Using GPUs for Cloudera Machine Learning projects

A GPU is a specialized processor that can be used to accelerate highly parallelized computationally-intensive workloads. Because of their computational power, GPUs have been found to be particularly well-suited to deep learning workloads. Ideally, CPUs and GPUs should be used in tandem for data engineering and data science workloads. A typical machine learning workflow involves data preparation, model training, model scoring, and model fitting. You can use existing general-purpose CPUs for each stage of the workflow, and optionally accelerate the math-intensive steps with the selective application of special-purpose GPUs. For example, GPUs allow you to accelerate model fitting using frameworks such as Tensorflow, PyTorch, and Keras.

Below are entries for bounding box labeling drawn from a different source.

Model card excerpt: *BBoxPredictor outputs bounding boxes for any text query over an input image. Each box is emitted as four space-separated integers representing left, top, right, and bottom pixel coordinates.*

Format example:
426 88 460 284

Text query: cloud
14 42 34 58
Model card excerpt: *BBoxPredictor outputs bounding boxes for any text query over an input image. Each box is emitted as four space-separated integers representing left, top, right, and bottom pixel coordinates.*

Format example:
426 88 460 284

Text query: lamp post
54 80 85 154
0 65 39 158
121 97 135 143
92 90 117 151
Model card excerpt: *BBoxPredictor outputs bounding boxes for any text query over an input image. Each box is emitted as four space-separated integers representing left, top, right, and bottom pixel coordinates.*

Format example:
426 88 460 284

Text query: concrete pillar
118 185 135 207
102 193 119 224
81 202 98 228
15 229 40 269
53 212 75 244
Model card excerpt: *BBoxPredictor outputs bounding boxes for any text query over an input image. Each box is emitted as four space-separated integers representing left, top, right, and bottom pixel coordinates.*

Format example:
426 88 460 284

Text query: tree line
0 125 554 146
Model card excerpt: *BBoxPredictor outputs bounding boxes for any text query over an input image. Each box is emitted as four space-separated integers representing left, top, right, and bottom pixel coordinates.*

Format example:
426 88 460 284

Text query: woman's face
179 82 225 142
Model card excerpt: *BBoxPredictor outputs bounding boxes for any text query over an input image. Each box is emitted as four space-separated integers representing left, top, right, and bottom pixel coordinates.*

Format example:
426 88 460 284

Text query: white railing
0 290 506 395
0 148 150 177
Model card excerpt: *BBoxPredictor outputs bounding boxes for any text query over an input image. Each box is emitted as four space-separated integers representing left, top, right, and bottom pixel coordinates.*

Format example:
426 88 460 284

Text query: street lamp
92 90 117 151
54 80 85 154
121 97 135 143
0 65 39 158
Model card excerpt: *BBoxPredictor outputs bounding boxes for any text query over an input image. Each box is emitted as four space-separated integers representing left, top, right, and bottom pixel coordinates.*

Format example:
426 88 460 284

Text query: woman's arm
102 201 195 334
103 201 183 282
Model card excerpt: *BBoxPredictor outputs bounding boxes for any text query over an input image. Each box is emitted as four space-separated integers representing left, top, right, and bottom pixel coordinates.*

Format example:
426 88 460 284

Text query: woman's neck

By enabling GPU support, data scientists can share GPU resources available on Cloudera Machine Learning workspaces. Users can request a specific number of GPU instances, up to the total number available, which are then allocated to the running session or job for the duration of the run.

For information on installing your GPUs, see CDP Private Cloud Data Services Installation Software Requirements, below.

Enabling GPUs on ML Workspaces

If you are using a Legacy Engine, to enable GPU usage on Cloudera Machine Learning, select GPUs when you are provisioning the workspace. If your existing workspace does not have GPUs provisioned, contact your ML administrator to provision a new one for you. For instructions, see Provisioning ML Workspaces.